I walk for miles now, heading straight for the steepest hills and stairs I can find in the neighborhood.  The streets with the incline that forces me up on my toes to ascend, because without this, I can't walk up on my toes.  Up and down I go, and progress is slow, so much slower than I've ever known.  But I rub my hand along my calf and feel a tiny bulge of muscle growing there, where there was nothing. 

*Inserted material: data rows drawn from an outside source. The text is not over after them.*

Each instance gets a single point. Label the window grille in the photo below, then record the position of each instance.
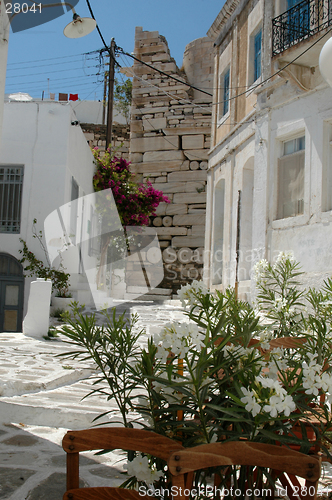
(257, 55)
(226, 92)
(291, 179)
(11, 184)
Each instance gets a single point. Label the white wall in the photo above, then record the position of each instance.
(39, 135)
(92, 112)
(4, 35)
(309, 235)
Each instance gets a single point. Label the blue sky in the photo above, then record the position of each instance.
(41, 53)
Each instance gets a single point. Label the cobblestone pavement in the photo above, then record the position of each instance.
(40, 399)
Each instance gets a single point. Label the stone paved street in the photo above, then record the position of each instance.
(40, 399)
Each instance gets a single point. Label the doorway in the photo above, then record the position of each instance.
(11, 294)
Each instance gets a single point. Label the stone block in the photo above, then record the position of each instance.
(161, 209)
(187, 176)
(176, 208)
(189, 198)
(167, 221)
(157, 221)
(155, 167)
(185, 165)
(160, 143)
(194, 165)
(171, 187)
(187, 241)
(188, 220)
(193, 141)
(197, 155)
(188, 130)
(154, 123)
(198, 230)
(162, 57)
(176, 231)
(159, 156)
(136, 157)
(195, 187)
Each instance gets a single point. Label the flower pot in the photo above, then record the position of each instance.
(62, 303)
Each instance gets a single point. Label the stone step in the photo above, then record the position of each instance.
(146, 297)
(61, 407)
(142, 290)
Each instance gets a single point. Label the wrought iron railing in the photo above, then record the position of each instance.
(300, 22)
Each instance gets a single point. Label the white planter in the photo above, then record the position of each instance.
(62, 303)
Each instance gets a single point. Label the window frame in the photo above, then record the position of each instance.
(279, 137)
(251, 59)
(223, 101)
(257, 55)
(16, 212)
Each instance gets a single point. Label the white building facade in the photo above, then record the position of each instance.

Each day I walk, it hits me, sometimes like a rattling in my bones that shakes my heart, shakes tears so close to the surface, peeking over the edge then pulling back.  

This weight of gratitude.  

One year ago, I was lying in bed with my leg propped up, taking pain pills and peering outside at the world.  Now, I inhale this air, those royal iris heads bent along the sidewalk, cry for joy at the blue heron by the lake and the bald eagle chased by crows, soak the sunshine in my skin down into my soul, taste the rain in the mild muggy air, savor this freedom I once lost - this gift of two working legs - and everything in me cries glory! even as I climb the hills with a hitch in my stride and hear the cracking in my knees and force my foot to rock from heel to toe instead of slapping the ground flat.  

The taste of this, all this, after having lost it.  It's almost more than I can bear.

...a time to mourn, and a time to dance.

We hit the dance floor last night, he and I, and it's a sacred time of remembering.  This place where we first met three years ago, this way we began to fall in love.  Our first language was not English or Spanish, but this - dance.

We haven't danced much in the last year, but somehow when the music plays, we fall into step together and it all comes rushing back.  His sixty-watt smile, the flecks of light in his eyes, the playful moves, the easy sway of his hips, the laughter, the heat between our skin.  I don't have to relearn this; my body remembers.  


And my whole being quivers with joy here, in this time to dance.  And the seasons, they dip in and out, and they keep on turning. 






2 comments:

  1. Oh, mercy. Friend, the tears are coming now. This is so beautiful, so sad and hopeful and the struggle and the triumph and the seasons. You tell with such honesty -- bitter and sweet, the defeated and struggler and victor all in that same body. I love you and am amazed at what you've been through this year. Praying for your continued healing and the joy of the dance! And I must say, you look incredible, by the way. :-)

    ReplyDelete
  2. Sweetie, you make ME want to cry. Your words have such a way of making me feel loved. And that pic of me dancing was a year and a half ago, so not that recent, but thank you ;-) Sending so much love your way, friend.